Figure out what to do about external IPs #97110

tallclair · 2020-12-07T17:47:04Z

For CVE-2020-8554, #97076, we decided we couldn't patch it in-tree, and instead provided workarounds to disable (or allowlist) the feature through admission controls. Now that the issue is public, I'd like to open the conversation about a long-term fix.

Unless we missed something (entirely possible), I see a few possible paths forward:

Decide to stop supporting external IPs, deprecate and eventually remove the feature
Attempt to redesign the external IP feature, deprecate the old behavior, and manage the migration to the new feature
Accept the current state, and promote the externalip-webhook to a built-in admission controller
Accept the current state, and support the externalip-webhook as a long-term solution

/sig network architecture
/area security
/priority important-soon

k8s-ci-robot · 2020-12-07T17:47:11Z

@tallclair: This issue is currently awaiting triage.

If a SIG or subproject determines this is a relevant issue, they will accept it by applying the triage/accepted label and provide further guidance.

The triage/accepted label can be added by org members by writing /triage accepted in a comment.

Instructions for interacting with me using PR comments are available here. If you have questions or suggestions related to my behavior, please file an issue against the kubernetes/test-infra repository.

PushkarJ · 2020-12-07T19:10:35Z

@tallclair : Thanks for sharing the details. Commenting here, since the original issue is closed. This maybe a novice question, but does default deny CNI network policy and / or Mutual Auth (e.g. mTLS) act as a mitigating control?

chadswen · 2020-12-07T19:44:58Z

Does this have the same root cause as the issue discussed in #22650 and fixed in openshift with an admission controller? (openshift issue: openshift/origin#7808 and PR: openshift/origin#7810) There is some existing discussion in the k/k thread if the added context helps form a strategy here.

I first encountered the issue a couple years ago when a tenant accidentally used an external IP incorrectly in one of our clusters, which I discovered while debugging an unreachable etcd node.
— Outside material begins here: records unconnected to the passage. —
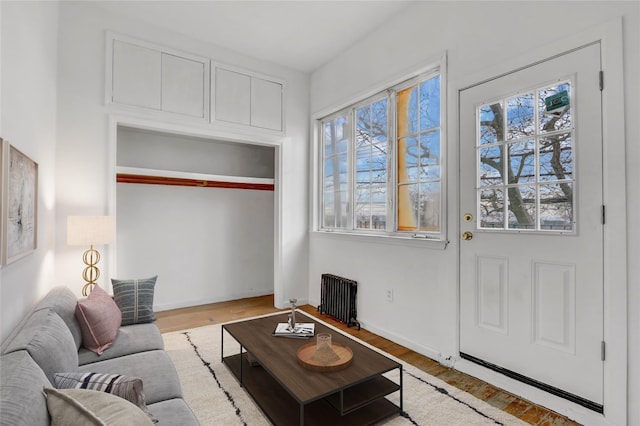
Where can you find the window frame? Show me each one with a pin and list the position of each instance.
(390, 231)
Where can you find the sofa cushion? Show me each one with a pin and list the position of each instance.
(99, 318)
(63, 301)
(129, 388)
(88, 407)
(155, 368)
(21, 399)
(135, 299)
(129, 340)
(49, 342)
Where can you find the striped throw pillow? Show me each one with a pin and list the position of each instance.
(129, 388)
(135, 299)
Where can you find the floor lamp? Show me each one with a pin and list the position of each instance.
(90, 231)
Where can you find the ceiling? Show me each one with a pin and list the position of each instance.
(298, 34)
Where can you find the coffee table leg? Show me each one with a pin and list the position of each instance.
(241, 382)
(401, 388)
(222, 345)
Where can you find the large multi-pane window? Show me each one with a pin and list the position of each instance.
(381, 162)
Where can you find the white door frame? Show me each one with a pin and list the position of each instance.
(274, 141)
(615, 230)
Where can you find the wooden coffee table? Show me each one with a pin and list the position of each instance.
(290, 394)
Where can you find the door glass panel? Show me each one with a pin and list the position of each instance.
(522, 162)
(491, 166)
(554, 108)
(492, 208)
(491, 128)
(534, 192)
(520, 116)
(556, 206)
(522, 207)
(556, 160)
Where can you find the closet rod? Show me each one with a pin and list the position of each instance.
(203, 183)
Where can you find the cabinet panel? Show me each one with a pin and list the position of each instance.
(136, 75)
(232, 96)
(183, 86)
(266, 104)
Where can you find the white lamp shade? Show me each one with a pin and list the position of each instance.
(90, 230)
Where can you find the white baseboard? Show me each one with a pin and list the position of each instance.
(537, 396)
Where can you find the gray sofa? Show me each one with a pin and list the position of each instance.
(48, 341)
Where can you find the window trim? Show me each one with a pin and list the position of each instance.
(437, 240)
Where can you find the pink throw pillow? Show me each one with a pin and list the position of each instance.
(99, 319)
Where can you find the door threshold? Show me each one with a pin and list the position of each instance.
(598, 408)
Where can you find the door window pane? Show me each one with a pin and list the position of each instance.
(522, 162)
(520, 116)
(556, 158)
(556, 207)
(491, 166)
(554, 108)
(537, 183)
(522, 207)
(491, 123)
(492, 208)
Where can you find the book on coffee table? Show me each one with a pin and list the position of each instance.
(302, 330)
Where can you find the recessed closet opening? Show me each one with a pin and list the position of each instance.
(198, 213)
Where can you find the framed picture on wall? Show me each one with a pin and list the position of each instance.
(19, 204)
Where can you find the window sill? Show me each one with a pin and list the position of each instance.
(407, 241)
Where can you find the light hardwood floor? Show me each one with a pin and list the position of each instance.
(217, 313)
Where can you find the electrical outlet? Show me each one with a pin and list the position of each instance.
(389, 294)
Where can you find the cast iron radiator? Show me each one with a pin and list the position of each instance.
(338, 299)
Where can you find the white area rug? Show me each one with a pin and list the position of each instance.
(215, 397)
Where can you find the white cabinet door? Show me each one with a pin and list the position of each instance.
(245, 98)
(183, 86)
(136, 75)
(232, 97)
(266, 104)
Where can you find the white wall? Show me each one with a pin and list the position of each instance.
(477, 36)
(83, 169)
(28, 121)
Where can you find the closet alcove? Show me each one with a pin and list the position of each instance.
(196, 212)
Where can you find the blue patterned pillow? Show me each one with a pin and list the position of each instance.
(135, 299)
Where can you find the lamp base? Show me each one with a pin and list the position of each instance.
(91, 273)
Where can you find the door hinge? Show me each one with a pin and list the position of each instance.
(601, 79)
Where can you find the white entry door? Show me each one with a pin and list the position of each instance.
(531, 271)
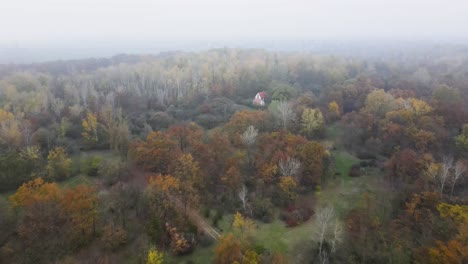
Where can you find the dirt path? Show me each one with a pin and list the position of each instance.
(139, 179)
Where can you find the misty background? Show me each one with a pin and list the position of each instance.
(35, 31)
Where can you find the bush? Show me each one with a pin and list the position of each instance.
(112, 172)
(355, 171)
(113, 237)
(262, 210)
(90, 165)
(294, 216)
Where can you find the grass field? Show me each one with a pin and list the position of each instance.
(343, 163)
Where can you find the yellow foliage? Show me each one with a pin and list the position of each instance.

The external IP Service was specifying the same IP as an etcd node's host IP, and that prevented all nodes running kube-proxy from reaching the etcd node since traffic was routed to the Service instead. Luckily we had other etcd nodes in the cluster and by debugging kube-proxy logs along with ipvsadm it didn't take too long to find the external IP as the root cause and shut it down.

I tried to report the issue via HackerOne several months ago, but I was never able to get the steps to reproduce working consistently in all clusters to meet the HackerOne report requirements, which may be similar to @champtar's experience in this comment. The OPA Gatekeeper based solution is similar to the workaround I came to as well, but it would be great to fix it upstream.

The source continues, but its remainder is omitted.